The choice of a cutoff should not be arbitrary and should not be based on some frequency percentile without clinical validation. The validation should ideally include 2 steps. The first step is to determine the specific outcome of interest and the second is the use of receiver-operating characteristic (ROC) curve to visually identify the most optimal cutoff (balance between sensitivity and false positive rate) in predicting the chosen outcome of interest. Other methods to define optimal cutoffs for nonmonotonic associations include transformations (such as regression splines or polynomials) and visual inspection of the risk of the outcome in relation to the continuous predictor to guide the choice of the most optimal cutoff. Then, it is critical to validate this cutoff in a different population before using it clinically or undertaking any interventional trials. Failure to do so may result in a null (no effect) trial–not because the intervention does not work but perhaps because the cutoff chosen for intervention may not be appropriate; this may well have been the case with the Owen trial.

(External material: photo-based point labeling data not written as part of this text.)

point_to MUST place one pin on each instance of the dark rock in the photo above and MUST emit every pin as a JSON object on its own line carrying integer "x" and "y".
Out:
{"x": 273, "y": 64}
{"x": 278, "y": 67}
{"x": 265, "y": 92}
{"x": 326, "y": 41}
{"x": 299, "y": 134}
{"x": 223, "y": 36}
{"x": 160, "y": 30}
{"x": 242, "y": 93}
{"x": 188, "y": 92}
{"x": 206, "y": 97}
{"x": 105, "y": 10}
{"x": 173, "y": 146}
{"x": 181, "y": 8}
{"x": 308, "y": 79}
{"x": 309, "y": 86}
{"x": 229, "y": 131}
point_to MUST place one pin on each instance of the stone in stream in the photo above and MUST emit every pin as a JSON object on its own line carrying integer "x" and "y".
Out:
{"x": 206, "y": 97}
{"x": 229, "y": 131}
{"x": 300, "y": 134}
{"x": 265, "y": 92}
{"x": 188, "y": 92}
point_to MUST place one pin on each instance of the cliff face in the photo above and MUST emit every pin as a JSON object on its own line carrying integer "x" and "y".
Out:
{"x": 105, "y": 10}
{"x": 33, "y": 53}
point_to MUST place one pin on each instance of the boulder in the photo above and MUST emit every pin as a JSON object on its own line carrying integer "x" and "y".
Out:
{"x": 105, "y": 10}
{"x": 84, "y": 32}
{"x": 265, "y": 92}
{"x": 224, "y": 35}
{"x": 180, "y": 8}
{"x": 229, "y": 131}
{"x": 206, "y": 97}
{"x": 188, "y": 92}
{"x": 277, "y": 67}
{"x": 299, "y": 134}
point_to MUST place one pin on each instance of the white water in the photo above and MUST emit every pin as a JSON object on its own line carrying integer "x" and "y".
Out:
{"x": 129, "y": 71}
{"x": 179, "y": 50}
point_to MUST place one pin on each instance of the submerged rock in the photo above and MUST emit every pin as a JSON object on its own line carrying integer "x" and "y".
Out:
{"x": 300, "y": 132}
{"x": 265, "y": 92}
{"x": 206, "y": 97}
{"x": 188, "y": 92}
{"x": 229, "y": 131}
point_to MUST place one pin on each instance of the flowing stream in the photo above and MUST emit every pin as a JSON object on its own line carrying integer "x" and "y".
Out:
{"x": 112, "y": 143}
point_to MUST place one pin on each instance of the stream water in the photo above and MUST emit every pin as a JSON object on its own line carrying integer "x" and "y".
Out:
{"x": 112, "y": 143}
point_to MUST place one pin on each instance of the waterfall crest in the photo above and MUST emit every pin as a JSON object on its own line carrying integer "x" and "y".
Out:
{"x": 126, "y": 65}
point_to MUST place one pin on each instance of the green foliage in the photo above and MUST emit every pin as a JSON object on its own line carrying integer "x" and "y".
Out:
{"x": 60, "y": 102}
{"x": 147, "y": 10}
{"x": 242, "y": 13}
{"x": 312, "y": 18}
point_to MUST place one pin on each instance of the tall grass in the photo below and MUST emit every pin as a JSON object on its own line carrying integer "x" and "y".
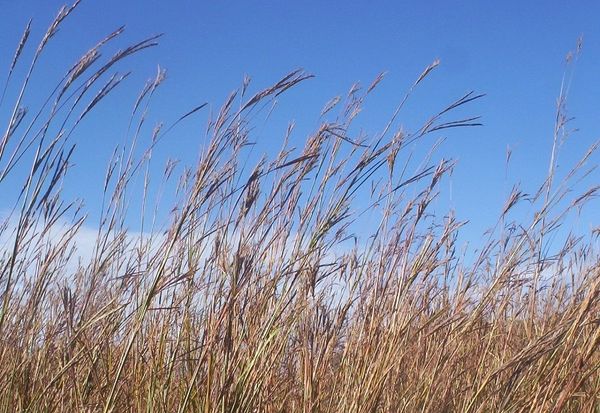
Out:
{"x": 260, "y": 295}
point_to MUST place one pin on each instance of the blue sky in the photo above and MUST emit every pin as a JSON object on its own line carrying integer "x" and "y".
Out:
{"x": 512, "y": 51}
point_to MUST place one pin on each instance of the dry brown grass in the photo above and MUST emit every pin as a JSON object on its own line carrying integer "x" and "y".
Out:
{"x": 252, "y": 300}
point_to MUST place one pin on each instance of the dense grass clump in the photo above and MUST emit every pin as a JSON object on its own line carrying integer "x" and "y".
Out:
{"x": 259, "y": 295}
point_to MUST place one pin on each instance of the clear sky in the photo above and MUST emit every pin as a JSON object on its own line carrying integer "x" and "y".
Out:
{"x": 513, "y": 51}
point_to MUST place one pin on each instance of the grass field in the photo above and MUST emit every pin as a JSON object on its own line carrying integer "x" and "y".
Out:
{"x": 257, "y": 296}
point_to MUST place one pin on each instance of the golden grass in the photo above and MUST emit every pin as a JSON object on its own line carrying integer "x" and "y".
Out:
{"x": 252, "y": 300}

Indeed, in determining the optimal cervical length cutoff, investigators have conducted several clinical validation studies before undertaking any interventional trials. These studies used ROC curves and determined the sensitivity and false positive rate for different cervical length cutoffs (for predicting spontaneous preterm birth) and have concluded that the optimal cervical length cutoff is not the arbitrarily defined 10th percentile (ie, 25 mm) but the 1.7th percentile (ie, 15 mm); this cervical length cutoff was subsequently validated by several observational studies. A subsequent interventional trial with vaginal progesterone, using cervical length ≤15 mm as a cutoff for intervention showed significant reduction (approximately 45%) in the risk of preterm birth at <34 weeks’ gestation. Interestingly though, the same cervical length cutoff ≤15 mm was found to be the best cutoff in the cerclage trial by Owen et al, but only in a secondary analysis of their data.

Clinical prediction studies

In this study, the use of birthweight as predictor of pregnancy outcome is a classic example. Unfortunately, most studies have used various birthweight cutoffs as predictors of neonatal outcome despite the unambiguous evidence that there is a strong inverse dose-response relationship between decreasing birthweight percentiles and increased risk of adverse neonatal outcomes. However, it is unreasonable to expect that there is a “magic” birthweight cutoff where all perinatal mortality and morbidity suddenly surfaces, and the risks of these adverse outcomes are below that certain birthweight threshold. In our view, there may be many different birthweight cutoffs depending on the nature of the adverse outcome that is under scrutiny. The use of ROC curves or other appropriate statistical techniques should identify the best cutoff, if any, by choosing the appropriate balance between sensitivity and false positive rate depending on the outcome of interest. Future studies that use birthweight as a predictor of neonatal outcomes should analyze it as a continuous variable, if possible, so that information about its predictive ability is not lost in the process.